Bei einer Massenpanik in der kenianischen Liga sind am Samstag ersten Medienberichten zufolge mehrere Menschen ums Leben gekommen.

"Sieben Menschen sind getötet worden. Mehrere Personen haben während des Spiels versucht, ins Stadion zu kommen, weil sie nicht bezahlen wollten", sagte David Matee, der als Funker die Notrufe einer Ambulanz entgegennimmt, der Nachrichtenagentur "reuters".

Wie Matee weiter berichtete, seien mindestens 30 Menschen verletzt worden, von denen sich 14 in einem kritischen Zustand befänden.

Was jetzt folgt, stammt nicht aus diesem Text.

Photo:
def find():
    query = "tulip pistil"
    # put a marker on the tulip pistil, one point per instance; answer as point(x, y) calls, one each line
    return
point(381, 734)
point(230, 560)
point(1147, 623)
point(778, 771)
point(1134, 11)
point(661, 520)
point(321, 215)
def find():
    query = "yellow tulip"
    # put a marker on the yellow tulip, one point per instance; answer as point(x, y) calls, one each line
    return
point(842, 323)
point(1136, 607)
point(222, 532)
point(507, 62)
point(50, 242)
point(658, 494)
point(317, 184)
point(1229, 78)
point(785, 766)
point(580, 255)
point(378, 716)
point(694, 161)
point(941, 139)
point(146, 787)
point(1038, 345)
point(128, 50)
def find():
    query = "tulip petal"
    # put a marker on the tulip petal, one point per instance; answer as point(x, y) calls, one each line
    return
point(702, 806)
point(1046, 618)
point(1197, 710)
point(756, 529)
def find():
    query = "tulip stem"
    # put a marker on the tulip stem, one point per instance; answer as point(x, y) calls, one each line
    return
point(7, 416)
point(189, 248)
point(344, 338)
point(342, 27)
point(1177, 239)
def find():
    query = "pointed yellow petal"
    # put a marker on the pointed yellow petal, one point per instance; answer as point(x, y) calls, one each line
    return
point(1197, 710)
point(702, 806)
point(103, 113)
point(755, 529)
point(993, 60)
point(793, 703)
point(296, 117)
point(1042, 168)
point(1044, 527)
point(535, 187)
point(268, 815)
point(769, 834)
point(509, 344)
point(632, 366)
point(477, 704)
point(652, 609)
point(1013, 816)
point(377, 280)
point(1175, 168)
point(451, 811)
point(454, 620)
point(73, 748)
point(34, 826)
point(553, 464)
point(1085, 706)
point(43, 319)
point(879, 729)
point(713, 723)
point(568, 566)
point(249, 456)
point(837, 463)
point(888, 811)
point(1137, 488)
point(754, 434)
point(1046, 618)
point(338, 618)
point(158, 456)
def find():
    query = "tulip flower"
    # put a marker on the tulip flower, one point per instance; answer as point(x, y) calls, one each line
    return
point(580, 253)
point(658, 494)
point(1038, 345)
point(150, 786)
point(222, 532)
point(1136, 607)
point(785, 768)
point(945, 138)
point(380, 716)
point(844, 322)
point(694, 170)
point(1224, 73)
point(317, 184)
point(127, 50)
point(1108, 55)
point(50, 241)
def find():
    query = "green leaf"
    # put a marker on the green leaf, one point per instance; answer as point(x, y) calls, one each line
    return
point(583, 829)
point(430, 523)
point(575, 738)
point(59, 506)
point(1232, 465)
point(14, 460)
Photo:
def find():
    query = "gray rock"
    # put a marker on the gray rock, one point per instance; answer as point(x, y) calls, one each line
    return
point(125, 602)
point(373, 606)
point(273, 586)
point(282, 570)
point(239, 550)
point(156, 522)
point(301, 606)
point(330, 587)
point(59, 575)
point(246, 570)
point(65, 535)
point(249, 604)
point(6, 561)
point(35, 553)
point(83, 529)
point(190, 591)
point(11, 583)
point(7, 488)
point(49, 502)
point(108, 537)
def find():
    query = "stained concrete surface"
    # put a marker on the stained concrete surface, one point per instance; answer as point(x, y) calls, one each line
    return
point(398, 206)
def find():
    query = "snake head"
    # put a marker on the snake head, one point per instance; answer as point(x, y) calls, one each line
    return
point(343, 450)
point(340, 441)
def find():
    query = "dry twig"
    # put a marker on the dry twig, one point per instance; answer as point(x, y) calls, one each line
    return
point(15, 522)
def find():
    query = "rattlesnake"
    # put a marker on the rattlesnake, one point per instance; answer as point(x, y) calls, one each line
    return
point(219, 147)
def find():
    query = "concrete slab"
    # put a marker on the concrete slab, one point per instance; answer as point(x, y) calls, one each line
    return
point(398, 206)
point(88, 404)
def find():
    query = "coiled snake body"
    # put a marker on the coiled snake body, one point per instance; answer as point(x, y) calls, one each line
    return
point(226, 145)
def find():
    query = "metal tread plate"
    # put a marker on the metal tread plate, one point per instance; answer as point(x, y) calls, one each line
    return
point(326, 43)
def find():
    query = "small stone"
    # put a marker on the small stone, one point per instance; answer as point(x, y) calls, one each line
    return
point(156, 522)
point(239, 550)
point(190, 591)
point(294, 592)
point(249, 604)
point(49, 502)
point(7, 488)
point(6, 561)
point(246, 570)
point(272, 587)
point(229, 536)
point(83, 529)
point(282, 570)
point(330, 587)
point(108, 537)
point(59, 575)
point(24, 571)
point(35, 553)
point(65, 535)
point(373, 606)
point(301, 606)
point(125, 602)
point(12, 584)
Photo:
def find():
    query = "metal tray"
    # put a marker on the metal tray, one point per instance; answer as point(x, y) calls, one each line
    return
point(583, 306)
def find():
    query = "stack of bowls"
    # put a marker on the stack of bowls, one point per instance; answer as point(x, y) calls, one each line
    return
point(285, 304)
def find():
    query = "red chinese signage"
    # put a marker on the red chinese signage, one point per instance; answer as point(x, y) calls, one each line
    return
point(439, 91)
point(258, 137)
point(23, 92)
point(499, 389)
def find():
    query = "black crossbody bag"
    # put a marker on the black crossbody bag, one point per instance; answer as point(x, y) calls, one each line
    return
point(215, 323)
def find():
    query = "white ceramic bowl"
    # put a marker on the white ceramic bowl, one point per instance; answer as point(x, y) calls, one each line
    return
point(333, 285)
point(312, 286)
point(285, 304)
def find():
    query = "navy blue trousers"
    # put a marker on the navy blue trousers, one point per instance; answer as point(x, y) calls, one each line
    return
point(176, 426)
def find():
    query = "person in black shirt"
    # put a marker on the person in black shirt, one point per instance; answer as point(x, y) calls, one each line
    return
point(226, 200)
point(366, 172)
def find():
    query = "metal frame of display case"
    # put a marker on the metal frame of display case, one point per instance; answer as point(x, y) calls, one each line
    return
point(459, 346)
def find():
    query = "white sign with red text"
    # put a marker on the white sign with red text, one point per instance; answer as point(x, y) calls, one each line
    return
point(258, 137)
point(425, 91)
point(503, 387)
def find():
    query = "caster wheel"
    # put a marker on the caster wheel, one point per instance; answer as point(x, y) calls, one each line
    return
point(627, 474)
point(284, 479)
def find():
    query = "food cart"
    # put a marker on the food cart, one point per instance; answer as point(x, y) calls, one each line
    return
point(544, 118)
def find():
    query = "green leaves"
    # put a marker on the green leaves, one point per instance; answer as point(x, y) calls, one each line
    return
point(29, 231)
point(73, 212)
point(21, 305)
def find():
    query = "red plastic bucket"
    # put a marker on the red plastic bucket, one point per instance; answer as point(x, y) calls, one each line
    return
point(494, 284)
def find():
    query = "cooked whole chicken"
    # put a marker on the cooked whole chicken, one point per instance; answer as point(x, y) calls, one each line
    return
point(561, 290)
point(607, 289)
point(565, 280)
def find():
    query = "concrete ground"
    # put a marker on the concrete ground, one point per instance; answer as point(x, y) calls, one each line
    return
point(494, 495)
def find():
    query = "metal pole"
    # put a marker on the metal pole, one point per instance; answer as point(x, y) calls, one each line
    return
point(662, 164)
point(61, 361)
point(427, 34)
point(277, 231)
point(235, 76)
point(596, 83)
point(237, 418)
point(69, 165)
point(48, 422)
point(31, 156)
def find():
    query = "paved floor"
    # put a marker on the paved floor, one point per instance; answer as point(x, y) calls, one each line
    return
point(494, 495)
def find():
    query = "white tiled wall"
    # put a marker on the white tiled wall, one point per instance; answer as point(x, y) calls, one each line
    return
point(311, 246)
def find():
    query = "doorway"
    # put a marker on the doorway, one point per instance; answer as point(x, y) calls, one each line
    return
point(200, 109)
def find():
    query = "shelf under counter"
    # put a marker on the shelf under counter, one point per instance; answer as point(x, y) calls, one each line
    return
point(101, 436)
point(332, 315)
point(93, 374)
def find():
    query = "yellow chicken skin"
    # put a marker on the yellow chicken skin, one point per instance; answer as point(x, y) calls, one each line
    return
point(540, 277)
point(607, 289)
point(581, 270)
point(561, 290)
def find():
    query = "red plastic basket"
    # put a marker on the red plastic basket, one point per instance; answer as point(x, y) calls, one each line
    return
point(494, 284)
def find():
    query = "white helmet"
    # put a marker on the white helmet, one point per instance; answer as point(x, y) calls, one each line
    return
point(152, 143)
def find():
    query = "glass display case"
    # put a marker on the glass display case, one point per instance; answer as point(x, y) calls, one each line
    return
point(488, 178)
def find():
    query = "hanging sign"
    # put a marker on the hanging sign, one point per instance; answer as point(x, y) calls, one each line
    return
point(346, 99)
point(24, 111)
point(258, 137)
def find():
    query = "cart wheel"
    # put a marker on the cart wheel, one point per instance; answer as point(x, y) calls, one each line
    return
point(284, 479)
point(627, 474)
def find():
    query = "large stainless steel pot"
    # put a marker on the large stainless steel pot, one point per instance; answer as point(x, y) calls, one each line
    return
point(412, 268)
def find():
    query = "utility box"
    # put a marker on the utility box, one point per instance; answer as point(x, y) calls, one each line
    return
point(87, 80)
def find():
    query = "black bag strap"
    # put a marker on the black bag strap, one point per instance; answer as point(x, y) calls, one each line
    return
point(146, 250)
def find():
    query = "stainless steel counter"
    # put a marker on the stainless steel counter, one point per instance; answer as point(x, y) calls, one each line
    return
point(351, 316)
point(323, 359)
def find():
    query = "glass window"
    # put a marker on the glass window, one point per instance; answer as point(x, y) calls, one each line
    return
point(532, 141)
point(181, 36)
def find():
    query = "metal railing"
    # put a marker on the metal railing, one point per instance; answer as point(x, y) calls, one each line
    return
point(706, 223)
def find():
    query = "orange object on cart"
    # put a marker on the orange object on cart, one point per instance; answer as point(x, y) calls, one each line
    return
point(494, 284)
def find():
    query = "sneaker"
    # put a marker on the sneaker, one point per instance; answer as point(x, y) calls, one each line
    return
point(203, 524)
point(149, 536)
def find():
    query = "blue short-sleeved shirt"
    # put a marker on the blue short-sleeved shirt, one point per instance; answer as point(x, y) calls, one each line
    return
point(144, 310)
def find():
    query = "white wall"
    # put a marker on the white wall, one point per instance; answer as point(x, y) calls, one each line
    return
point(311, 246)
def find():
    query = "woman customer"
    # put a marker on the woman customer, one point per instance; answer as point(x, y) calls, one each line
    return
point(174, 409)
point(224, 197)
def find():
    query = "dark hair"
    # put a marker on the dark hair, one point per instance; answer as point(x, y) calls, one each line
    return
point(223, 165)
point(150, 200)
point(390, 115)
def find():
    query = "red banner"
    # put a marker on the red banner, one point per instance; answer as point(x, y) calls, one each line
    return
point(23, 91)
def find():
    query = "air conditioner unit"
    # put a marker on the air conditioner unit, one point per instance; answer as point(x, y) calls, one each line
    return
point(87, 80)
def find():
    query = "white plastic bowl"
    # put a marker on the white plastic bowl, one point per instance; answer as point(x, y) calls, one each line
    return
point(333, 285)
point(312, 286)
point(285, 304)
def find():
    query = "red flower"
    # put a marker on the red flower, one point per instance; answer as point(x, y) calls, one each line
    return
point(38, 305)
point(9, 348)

Fernsehbilder zeigten, wie Rettungskräfte versuchten, mehrere Menschen wiederzubeleben. Das Spiel wurde unterbrochen, damit Rettungswagen zum Unglücksort gelangen konnten.

In der Qualifikation für die WM-Endrunde in Südafrika war es am 29. März 2009 zu einer Zuschauer-Katastrophe gekommen. Beim Spiel zwischen der Elfenbeinküste und Malawi waren in der Hauptstadt Abidjan bei einer Massenpanik im Houphouet-Boigny-Stadion 22 Menschen ums Leben gekommen und 130 verletzt worden.

Und fünf Tage vor dem WM-Start waren dann beim Test in Johannesburg zwischen Nigeria und Nordkorea bei einer Panik 20 Menschen verletzt worden, als die Fans versuchten, die bereits geschlossenen Tore des Makhulong-Stadions zu durchbrechen.